Pretrained language models memorize vast amounts of information, including private and copyrighted data, raising significant safety concerns. Retraining these models after excluding sensitive data is prohibitively expensive, making machine unlearning a viable, cost-effective alternative. Previous research has focused on machine unlearning for monolingual models, but we find that unlearning in one language does not necessarily transfer to others. This vulnerability makes models susceptible to low-resource language attacks, where sensitive information remains accessible in less dominant languages. This paper presents a pioneering approach to machine unlearning for multilingual language models, selectively erasing information across different languages while maintaining overall performance. Specifically, our method employs an adaptive unlearning scheme that assigns language-dependent weights to address different language performances of multilingual language models. Empirical results demonstrate the effectiveness of our framework compared to existing unlearning baselines, setting a new standard for secure and adaptable multilingual language models.
Paper Structure (31 sections, 6 equations, 5 figures, 14 tables)
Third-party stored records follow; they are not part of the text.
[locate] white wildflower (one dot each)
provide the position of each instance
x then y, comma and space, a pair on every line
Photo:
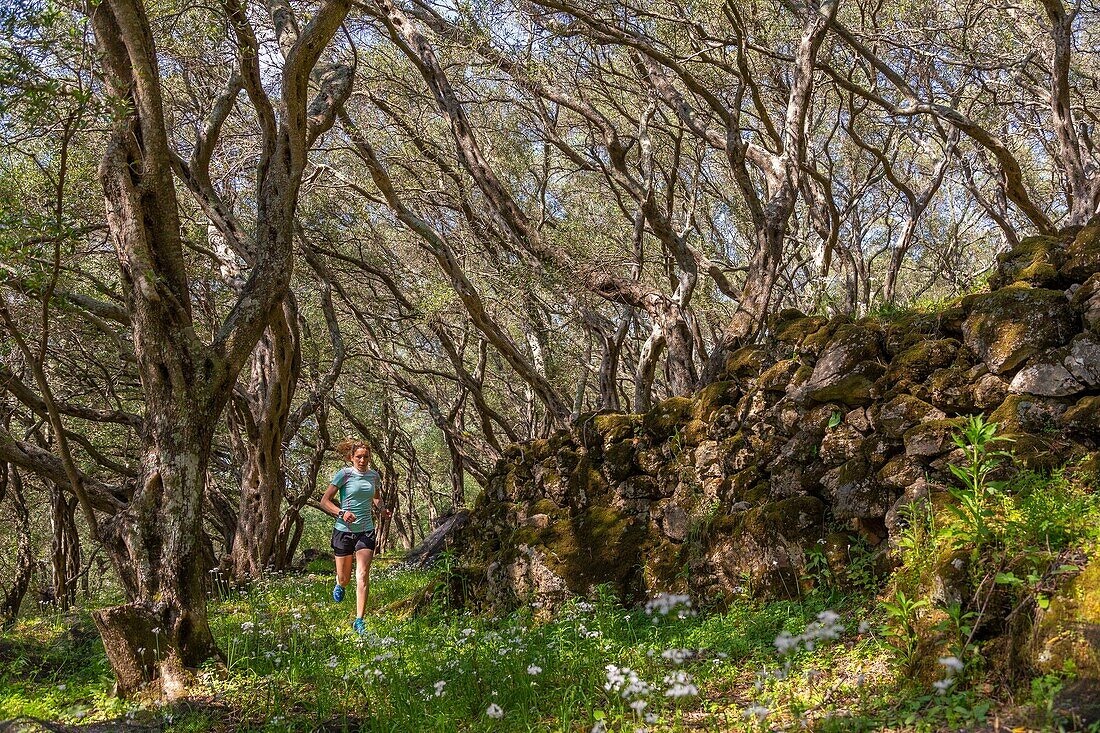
680, 685
943, 685
677, 656
953, 664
This paper contains 31 sections, 6 equations, 5 figures, 14 tables.

Figures (5)

  • Figure 1: Language models may have memorized the copyrighted data The Little Prince in multiple languages. Consequently, removing such information in just one language does not entirely eradicate it from the model. This underscores the necessity for a multilingual unlearning approach to ensure the information is thoroughly eliminated from the model.
  • Figure 2: Memorization accuracy (MA) of the multilingual model BLOOM across various languages after unlearning with English data only. The plot illustrates that MA does not significantly drop across other languages, highlighting the necessity for a multilingual unlearning approach to effectively reduce memorization across all languages.
  • Figure 3: Comparison of the forget set and test set performance of BLOOM-3B after unlearning on FLORES-200 for en, high-src, and low-src across different $\kappa$ values. Our adaptive unlearning scheme yields the lowest MA on the forget set and maintains a competitive MA on the test set, highlighting the superiority of the approach.
  • Figure 4: Zero-shot performance comparison between the original model and our LingTea framework across five multilingual language understanding tasks. The results demonstrate that LingTea retains world knowledge on par with the original model, ensuring the safety and efficacy of our unlearning approach.
  • Figure 5: Performance of BLOOM-3B after unlearning token sequences in FLORES-200, shown by scaling the number of samples to be forgotten. The first row illustrates results for unlearning samples at once (Batch Unlearning), while the second row depicts results for unlearning samples sequentially (Sequential Unlearning).